Mahkamah Konstitusi (MK) baru-baru ini mengeluarkan putusan yang cukup mengejutkan terkait penyelenggaraan Pemilu. Keputusan tersebut memisahkan pelaksanaan Pemilu Nasional dan Pemilu Daerah, memicu perdebatan dan usulan amandemen UU Pemilu.
Partai Kebangkitan Bangsa (PKB) menjadi salah satu pihak yang merespon putusan MK tersebut. Mereka mengusulkan amandemen terbatas terhadap Undang-Undang Kepemiluan agar dapat menyesuaikan dengan putusan tersebut.
PKB Usul Amandemen Terbatas UU Kepemiluan
Anggota Komisi II DPR RI dari Fraksi PKB, Muhammad Khozin, menyatakan usulan amandemen terbatas ini muncul setelah diskusi internal Komisi II. Menurutnya, amandemen terbatas lebih efektif dan efisien daripada revisi besar-besaran.
Khozin menjelaskan bahwa putusan MK ini berdampak luas, tidak hanya pada UU Pemilu, tetapi juga pada UU Pilkada dan UU Pemerintahan Daerah. Oleh karena itu, perlu adanya penyesuaian yang komprehensif.
Ia juga menyoroti potensi perlunya modifikasi atau Omnibus Law untuk mengakomodasi perubahan akibat putusan MK. Hal ini menunjukkan kompleksitas masalah yang dihadapi pasca putusan MK.

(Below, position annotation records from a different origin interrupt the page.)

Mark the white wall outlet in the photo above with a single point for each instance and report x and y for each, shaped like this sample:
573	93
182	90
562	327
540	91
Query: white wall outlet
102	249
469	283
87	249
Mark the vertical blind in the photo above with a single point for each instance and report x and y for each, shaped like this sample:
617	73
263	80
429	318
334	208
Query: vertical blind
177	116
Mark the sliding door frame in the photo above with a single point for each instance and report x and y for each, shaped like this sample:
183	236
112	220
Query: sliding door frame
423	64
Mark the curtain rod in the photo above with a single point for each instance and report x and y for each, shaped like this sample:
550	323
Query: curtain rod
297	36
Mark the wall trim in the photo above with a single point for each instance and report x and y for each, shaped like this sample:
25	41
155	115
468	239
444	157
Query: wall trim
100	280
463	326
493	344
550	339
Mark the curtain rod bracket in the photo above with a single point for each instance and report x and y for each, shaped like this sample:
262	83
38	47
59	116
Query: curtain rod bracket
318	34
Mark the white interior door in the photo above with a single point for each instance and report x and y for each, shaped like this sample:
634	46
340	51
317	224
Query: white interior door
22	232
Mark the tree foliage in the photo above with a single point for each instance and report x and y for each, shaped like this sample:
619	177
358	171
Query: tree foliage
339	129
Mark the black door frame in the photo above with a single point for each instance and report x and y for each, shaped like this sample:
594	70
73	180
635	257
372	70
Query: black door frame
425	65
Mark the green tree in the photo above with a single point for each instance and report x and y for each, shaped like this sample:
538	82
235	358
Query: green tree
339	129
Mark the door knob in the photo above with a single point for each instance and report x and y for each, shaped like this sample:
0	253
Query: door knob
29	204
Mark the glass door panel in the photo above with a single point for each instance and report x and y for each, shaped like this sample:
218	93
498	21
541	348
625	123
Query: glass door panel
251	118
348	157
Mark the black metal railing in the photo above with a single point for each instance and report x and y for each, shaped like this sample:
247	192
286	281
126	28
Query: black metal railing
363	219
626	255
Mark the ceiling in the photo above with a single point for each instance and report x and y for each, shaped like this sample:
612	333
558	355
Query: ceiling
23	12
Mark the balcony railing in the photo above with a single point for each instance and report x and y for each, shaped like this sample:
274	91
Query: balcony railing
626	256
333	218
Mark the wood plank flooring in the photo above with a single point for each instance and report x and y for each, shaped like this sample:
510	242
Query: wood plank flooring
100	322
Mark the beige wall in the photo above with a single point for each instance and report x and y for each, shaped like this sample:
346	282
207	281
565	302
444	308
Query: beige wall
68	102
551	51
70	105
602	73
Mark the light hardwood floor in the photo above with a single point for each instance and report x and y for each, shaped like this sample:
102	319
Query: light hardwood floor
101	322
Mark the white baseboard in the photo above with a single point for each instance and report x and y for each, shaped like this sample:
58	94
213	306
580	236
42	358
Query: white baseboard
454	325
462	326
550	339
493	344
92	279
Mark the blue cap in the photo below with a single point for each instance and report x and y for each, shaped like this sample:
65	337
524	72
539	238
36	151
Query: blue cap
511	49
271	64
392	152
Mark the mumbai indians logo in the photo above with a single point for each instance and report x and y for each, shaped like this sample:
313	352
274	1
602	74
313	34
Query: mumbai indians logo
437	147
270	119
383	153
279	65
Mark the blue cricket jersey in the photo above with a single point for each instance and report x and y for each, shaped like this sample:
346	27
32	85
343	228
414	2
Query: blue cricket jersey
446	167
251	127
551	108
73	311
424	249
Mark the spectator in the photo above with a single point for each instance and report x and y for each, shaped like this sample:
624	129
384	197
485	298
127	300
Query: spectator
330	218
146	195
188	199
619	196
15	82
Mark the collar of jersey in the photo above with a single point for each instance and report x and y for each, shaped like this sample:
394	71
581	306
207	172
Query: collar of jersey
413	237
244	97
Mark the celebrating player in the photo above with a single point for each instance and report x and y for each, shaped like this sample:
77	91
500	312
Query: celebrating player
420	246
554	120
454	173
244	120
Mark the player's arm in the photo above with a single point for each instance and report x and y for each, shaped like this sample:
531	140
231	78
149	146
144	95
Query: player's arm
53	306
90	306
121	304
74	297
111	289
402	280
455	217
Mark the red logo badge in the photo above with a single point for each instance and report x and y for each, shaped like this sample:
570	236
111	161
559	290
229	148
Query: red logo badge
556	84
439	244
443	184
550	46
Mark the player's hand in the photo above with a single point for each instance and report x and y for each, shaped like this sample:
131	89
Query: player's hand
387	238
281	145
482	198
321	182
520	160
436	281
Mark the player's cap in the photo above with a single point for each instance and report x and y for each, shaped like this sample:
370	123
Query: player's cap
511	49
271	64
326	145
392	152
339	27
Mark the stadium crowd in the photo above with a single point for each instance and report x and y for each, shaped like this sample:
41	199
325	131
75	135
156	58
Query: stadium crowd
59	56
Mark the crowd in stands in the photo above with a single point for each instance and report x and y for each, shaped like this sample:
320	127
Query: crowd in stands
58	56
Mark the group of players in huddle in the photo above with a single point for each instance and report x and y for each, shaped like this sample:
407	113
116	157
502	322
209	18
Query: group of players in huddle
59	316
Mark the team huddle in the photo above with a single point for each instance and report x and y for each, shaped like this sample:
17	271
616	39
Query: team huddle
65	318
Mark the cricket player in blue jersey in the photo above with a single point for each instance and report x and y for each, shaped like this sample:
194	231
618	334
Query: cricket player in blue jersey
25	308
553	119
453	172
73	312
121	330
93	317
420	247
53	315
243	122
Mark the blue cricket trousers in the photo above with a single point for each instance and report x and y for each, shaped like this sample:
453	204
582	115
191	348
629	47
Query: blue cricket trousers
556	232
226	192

Fraksi PKB Hormati MK, Namun Kritik Cara Kerja
Ketua Fraksi PKB, Jazilul Fawaid, menyatakan Fraksi PKB menghormati kewenangan MK. Namun, ia juga menyoroti peran MK sebagai penjaga konstitusi.
Jazilul berpendapat MK seharusnya fokus pada menjaga konstitusi, bukan ikut mengatur undang-undang dan menciptakan norma baru. Hal ini dianggap sebagai sumber kontroversi.
Ia mempertanyakan banyaknya keputusan MK yang bukan hanya menjaga konstitusi, tetapi juga turut mengatur norma-norma baru. Hal ini menimbulkan pertanyaan tentang batas kewenangan MK.
Pemerintah Bentuk Tim Kajian Putusan MK
Menanggapi putusan MK, Menteri Sekretaris Negara (Mensesneg), Prasetyo Hadi, mengumumkan pembentukan tim kajian. Tim ini beranggotakan Kemensetneg, Kementerian Dalam Negeri, dan Kementerian Hukum dan HAM.
Tim tersebut akan menganalisis putusan MK secara menyeluruh, tidak hanya dari aspek legal formal, tetapi juga dampak teknisnya. Analisis ini akan memakan waktu.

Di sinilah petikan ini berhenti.